We’d love to have you participate in our Mock Caldecott event on January 11, 2014 — click here for more details AND to see our entire list of Mock Caldecott nominees, to date.
|Mr. Wuffles is a black cat who really doesn’t care much for his toys — except for one, which just happens to be a REAL spaceship, complete with tiny aliens. The aliens escape and meet up with other, more local opponents of Mr. Wuffles for assistance. Readers will discover new details of the story each time they return to peruse Mr. Wuffles, by David Wiesner.|
|Mo Willems is back on our list, with That is NOT a Good Idea! Remember those old silent films, where the nasty, evil villain tries to trick the gullible female, who usually ends up tied to a railroad track? That’s what this book made me think of, at first, but there is a wonderful twist to this story’s plot.

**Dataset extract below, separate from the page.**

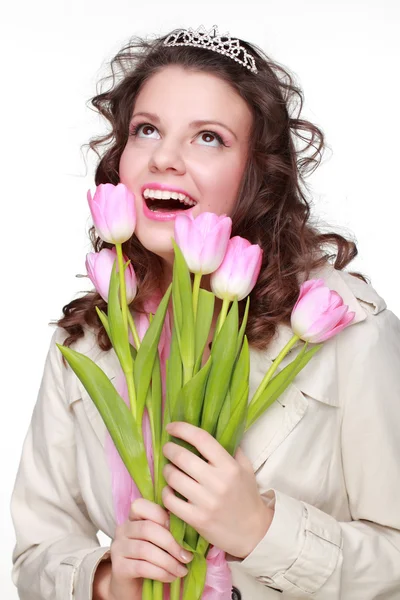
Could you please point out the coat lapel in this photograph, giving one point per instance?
(317, 380)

Just WHO are those goslings really trying to warn?|
|Take a journey to a magical place in Aaron Becker’s wordless picture book, Journey. Amazingly intricate and detailed illustrations beg to be gazed at again and again and again. This is a place I want to visit, although after reading this book, I feel like I already have…|
|Words are SO not necessary in Molly Idle’s Flora and the Flamingo. Flora and her feathered friend leap and twist and dance across the pages — and behind the flaps. This is a story about dancing, but also about friendship and the twists and turns that can happen between friends. Absolutely stunning.|
I’m not sure how the Caldecott Committee would even begin to handle Boxers and Saints, by Gene Luen Yang, since they’re so tightly connected, and only ONE title can win. And…being graphic novels, I’m not sure how they fit into the criteria. But… I personally believe they qualify as picture books, allbeit these titles are definitely for the older age range (remember … Caldecott committees have to consider everything intended for children up to age 14). And I found the art — and the format — to be exceptional. What do YOU think?